Near the lively city of Naples lies one of the most extraordinary archaeological sites on earth. Pompeii, buried by the eruption of Mount Vesuvius in 79 CE, preserves an entire Roman city, its streets, homes, and public buildings frozen in time.
Walking its paved streets, past shops and houses, offers a uniquely vivid encounter with the ancient world. Set on the Bay of Naples beneath the silhouette of Vesuvius, the site pairs naturally with the seafood, pizza, and coastal scenery of one of Italy’s liveliest regions.
Cinque Terre, Liguria

Strung along the rugged Ligurian coast, the five villages of the Cinque Terre are among Italy’s most photographed sights, and in person they live up to the images. Tiers of pastel houses tumble down steep hillsides to tiny harbors, connected by hiking trails, a coastal railway, and boats rather than busy roads.
Each of the five has its own character, from the harbor of Vernazza to the vineyard terraces above Manarola, and walking or taking the train between them makes for one of the most scenic day trips in the country. Protected as a national park and a World Heritage site, the Cinque Terre rewards an early start, since these small villages draw large crowds by midday.

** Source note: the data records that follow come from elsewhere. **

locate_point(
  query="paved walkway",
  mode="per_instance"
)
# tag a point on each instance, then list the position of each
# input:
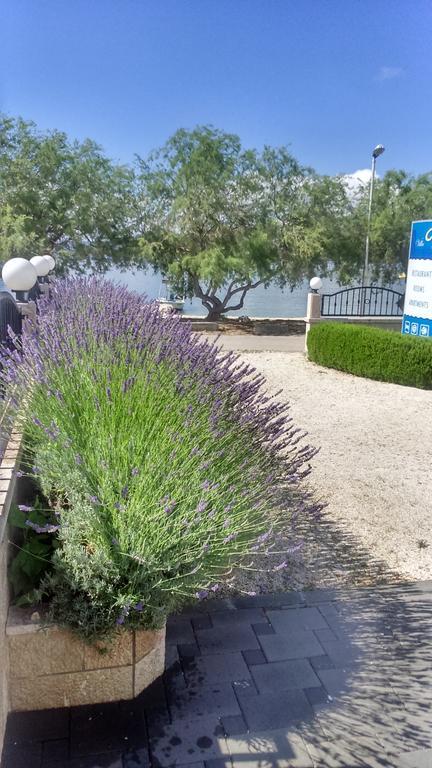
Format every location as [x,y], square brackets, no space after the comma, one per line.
[324,679]
[250,343]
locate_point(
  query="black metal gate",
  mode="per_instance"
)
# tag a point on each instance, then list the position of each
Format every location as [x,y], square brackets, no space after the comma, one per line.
[368,300]
[10,317]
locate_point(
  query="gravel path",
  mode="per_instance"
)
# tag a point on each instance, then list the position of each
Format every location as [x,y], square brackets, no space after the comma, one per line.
[373,469]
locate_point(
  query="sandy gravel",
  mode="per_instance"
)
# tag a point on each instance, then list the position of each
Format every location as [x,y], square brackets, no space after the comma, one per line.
[374,469]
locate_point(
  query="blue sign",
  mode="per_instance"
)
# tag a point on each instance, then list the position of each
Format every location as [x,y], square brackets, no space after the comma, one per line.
[417,319]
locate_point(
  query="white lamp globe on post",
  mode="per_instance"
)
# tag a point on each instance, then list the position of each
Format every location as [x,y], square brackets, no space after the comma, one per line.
[19,275]
[41,266]
[315,284]
[50,260]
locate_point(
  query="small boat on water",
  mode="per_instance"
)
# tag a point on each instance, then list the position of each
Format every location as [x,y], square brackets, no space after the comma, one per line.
[168,299]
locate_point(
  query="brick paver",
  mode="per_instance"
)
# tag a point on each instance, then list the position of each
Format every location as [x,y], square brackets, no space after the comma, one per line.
[320,679]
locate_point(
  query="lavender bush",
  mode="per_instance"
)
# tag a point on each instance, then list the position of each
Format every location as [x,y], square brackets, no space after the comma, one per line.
[164,454]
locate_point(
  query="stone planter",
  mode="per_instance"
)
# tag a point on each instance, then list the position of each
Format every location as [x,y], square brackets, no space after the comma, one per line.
[52,668]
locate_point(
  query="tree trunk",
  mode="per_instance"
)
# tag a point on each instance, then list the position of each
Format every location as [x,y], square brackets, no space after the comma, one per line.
[215,314]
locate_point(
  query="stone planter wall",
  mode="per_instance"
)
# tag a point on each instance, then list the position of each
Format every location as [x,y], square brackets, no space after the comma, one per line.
[51,668]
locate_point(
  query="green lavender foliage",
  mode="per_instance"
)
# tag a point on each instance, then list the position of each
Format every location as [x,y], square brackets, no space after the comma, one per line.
[164,453]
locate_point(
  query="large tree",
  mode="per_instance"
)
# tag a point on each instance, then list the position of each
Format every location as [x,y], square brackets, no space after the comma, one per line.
[63,196]
[399,199]
[219,220]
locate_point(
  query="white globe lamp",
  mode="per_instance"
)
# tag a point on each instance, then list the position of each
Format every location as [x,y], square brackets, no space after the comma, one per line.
[50,260]
[315,284]
[41,266]
[19,275]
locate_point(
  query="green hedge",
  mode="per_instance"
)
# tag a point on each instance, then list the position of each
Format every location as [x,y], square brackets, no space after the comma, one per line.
[372,352]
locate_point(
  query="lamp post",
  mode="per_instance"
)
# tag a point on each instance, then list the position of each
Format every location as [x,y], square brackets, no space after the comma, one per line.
[379,149]
[50,260]
[19,275]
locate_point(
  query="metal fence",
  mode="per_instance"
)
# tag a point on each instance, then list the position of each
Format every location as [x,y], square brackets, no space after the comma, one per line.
[10,317]
[371,301]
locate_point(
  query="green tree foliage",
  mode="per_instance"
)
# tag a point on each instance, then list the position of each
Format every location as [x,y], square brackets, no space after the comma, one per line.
[62,196]
[399,199]
[219,220]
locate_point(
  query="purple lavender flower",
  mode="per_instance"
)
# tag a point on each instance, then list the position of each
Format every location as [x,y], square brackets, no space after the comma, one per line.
[48,528]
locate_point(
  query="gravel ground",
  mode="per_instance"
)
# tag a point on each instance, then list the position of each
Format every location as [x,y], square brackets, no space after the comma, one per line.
[373,470]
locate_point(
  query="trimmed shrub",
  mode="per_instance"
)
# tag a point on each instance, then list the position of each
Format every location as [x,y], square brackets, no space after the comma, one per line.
[164,456]
[372,352]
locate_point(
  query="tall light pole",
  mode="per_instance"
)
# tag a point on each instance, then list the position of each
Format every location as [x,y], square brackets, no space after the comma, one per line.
[379,149]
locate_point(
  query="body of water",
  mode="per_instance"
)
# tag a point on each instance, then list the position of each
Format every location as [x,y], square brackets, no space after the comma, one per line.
[261,302]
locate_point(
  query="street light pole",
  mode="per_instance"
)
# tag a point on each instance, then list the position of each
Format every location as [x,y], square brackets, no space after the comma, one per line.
[379,149]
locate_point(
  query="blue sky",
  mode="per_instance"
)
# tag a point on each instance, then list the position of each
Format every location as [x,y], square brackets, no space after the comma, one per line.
[329,78]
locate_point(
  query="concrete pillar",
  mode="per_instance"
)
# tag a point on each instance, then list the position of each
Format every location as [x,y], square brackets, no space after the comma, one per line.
[313,313]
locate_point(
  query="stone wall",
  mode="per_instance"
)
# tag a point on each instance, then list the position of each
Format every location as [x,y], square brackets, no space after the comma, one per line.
[52,668]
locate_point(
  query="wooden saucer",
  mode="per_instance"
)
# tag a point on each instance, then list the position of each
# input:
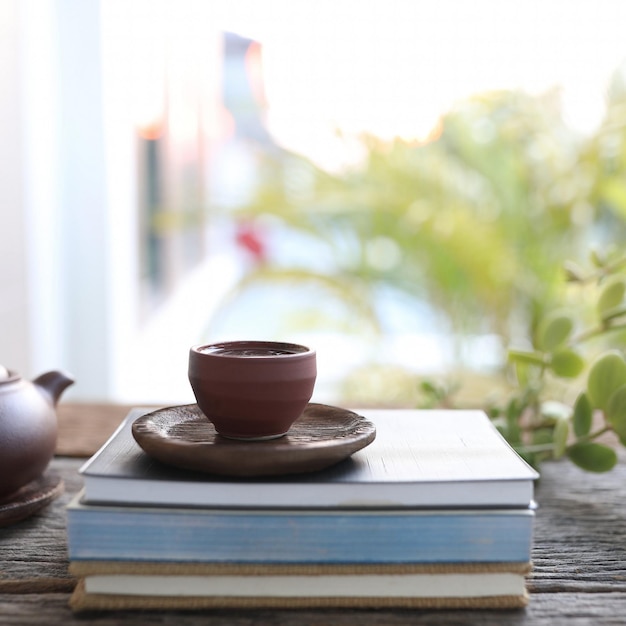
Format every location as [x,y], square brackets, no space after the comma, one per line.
[30,499]
[183,437]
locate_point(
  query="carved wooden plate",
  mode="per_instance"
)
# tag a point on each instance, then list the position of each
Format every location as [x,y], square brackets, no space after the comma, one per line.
[183,437]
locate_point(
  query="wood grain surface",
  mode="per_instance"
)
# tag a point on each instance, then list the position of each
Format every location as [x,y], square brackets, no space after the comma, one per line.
[579,559]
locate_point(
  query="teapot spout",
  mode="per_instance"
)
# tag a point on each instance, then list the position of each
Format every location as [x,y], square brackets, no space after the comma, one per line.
[54,384]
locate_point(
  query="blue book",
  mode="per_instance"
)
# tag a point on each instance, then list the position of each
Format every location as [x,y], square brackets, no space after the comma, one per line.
[314,536]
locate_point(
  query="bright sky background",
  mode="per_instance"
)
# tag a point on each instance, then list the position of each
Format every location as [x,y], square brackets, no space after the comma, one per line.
[391,67]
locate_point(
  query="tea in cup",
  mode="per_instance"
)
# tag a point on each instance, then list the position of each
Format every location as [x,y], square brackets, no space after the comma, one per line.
[252,390]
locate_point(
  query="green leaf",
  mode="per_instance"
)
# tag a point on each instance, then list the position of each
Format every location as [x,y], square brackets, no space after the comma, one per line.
[561,431]
[597,258]
[592,457]
[527,358]
[616,412]
[554,331]
[611,296]
[573,273]
[606,376]
[567,363]
[583,416]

Building Your Italian Bucket List

The challenge with Italy is never finding something worth seeing; it is choosing among an embarrassment of options. A first-time visitor often does best by anchoring a trip in two or three regions rather than racing to check off every landmark. Rome, Florence, and Venice form a classic, rail-connected first itinerary, while the south, Naples, Pompeii, the Amalfi Coast, and Sicily, easily fills a trip of its own.
Italy’s excellent train network makes hopping between cities straightforward, and slowing down to actually enjoy each place beats exhausting yourself trying to see everything at once. However you assemble it, the sights on this list deliver on their reputations. They have drawn travelers for centuries, and once you have stood before them yourself, it is easy to understand why Italy remains, for so many people, the trip of a lifetime.